Sebelum semua serba digital, anak di sekolah akrab dengan kamus. Kadang bazar buku di sekolahan, sebagian besar menjual kamus dari berbagai penerbit.
Hingga kini kamus masih ada, seperti Kamus Besar Bahasa Indonesia (KBBI) susunan W.J.S Poerwadarminta yang kemudian dikembangkan oleh Badan Bahasa untuk edisi terbaru. Ada pula kamus Oxford Dictionary, sampai kamus paling dikenal para pelajar Indonesia Kamus Inggris Indonesia susunan John M. Echois dan Hassan Shadily.
Secara fisik,
kamus-kamus itu terbayang di benak kita dengan mudah. Namun pernah tidak
membayangkan bagaimana kata itu terkumpul, lalu bagaimana kata itu
didefinisikan, sampai bagaimana menimbang kata ini perlu dimasukkan atau tidak?
Novel terjemahan dari Jepang, Merakit Kapal (2021) yang ditulis oleh Shion Miura, merekam jelas kompleksitas menyusun kamus. Bermula dari sebuah departemen kamus, yang diurus oleh penerbit kecil bernama Genbu.
Terdapat ambisi menyusun
kamus bahasa Jepang yang isinya harus berbeda, bahkan bila perlu merevisi
kamus-kamus terdahulu. Pekerjaan yang terlalu berat, dan pasti memakan banyak
waktu, mengingat biaya yang tidak seberapa, ditambah personil yang menggarap
hanya—bisa dibilang terlalu sedikit.
Di Jepang, terkhusus di novel ini, pembuatan kamus tidak ditanggung oleh pemerintah.
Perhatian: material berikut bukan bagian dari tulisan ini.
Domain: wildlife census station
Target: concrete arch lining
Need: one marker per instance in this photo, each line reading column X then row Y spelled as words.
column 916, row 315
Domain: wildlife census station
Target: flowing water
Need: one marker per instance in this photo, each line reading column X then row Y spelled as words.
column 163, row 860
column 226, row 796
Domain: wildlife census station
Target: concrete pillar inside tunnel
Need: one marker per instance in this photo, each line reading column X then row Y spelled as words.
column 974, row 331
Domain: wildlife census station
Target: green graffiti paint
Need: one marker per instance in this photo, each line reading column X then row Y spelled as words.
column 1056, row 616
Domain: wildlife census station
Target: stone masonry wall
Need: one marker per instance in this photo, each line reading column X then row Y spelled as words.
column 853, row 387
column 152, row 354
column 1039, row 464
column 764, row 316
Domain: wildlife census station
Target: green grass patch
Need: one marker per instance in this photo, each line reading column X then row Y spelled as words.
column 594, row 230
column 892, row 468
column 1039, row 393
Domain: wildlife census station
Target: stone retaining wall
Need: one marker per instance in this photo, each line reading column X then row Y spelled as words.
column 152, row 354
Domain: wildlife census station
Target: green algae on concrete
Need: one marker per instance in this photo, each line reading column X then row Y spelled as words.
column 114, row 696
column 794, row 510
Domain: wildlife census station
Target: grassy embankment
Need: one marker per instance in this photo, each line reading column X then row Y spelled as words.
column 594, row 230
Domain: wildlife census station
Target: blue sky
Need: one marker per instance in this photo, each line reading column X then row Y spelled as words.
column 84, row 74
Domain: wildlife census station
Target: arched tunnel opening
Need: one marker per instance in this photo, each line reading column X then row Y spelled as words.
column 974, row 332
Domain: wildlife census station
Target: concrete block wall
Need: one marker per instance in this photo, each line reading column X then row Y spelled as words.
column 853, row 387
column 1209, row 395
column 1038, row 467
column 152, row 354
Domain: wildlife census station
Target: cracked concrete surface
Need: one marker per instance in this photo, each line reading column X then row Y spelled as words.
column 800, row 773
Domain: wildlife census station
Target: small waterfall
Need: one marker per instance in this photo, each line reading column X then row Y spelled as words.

Ini bisa berarti buruk sekaligus baik. Buruknya, biaya kamus itu terlalu mahal, sedangkan pembuatannya kadang memakan waktu bertahun-tahun, malahan kamus di novel ini memerlukan waktu sampai 15 tahun.
Jika penerbit tidak berani ambil risiko secara bisnis, kamus tidak akan
pernah ada. Pun jika penerbit terburu-buru menerbitkan karena ingin kejar
untung, kualitas kamus bisa sangat buruk. Andai kamus dibiayai pemerintah tentu
tidak akan memedulikan untung rugi.
Iya di beberapa negara, kamus dibiayai oleh
dana publik, sebab “penyusunan kamus dilakukan dengan mempertaruhkan prestise
negara. Bahasa merupakan salah satu identitas bangsa, dan sampai pada tahapan
tertentu, penyeragaman dan pengadilan bahasa diperlukan untuk menyatukan bangsa”
(hal 224).
Namun ada pula baiknya proyek membuat kamus tidak diurus oleh pemerintah atau pemegang otoritas tunggal. Sebab bisa saja ada kepentingan lebih jauh
untuk mengontrol proyek itu. Tentu akan berisiko kata-kata akan dijadikan alat
untuk mengusai dan menekankan otoritas, demi kepentingan “nasional”, yang
sebenarnya cuma urusan kekuasaan semata.
Kata “korupsi” dan “koruptor” misal, dalam Kamus Besar Bahasa Indonesia (KBBI)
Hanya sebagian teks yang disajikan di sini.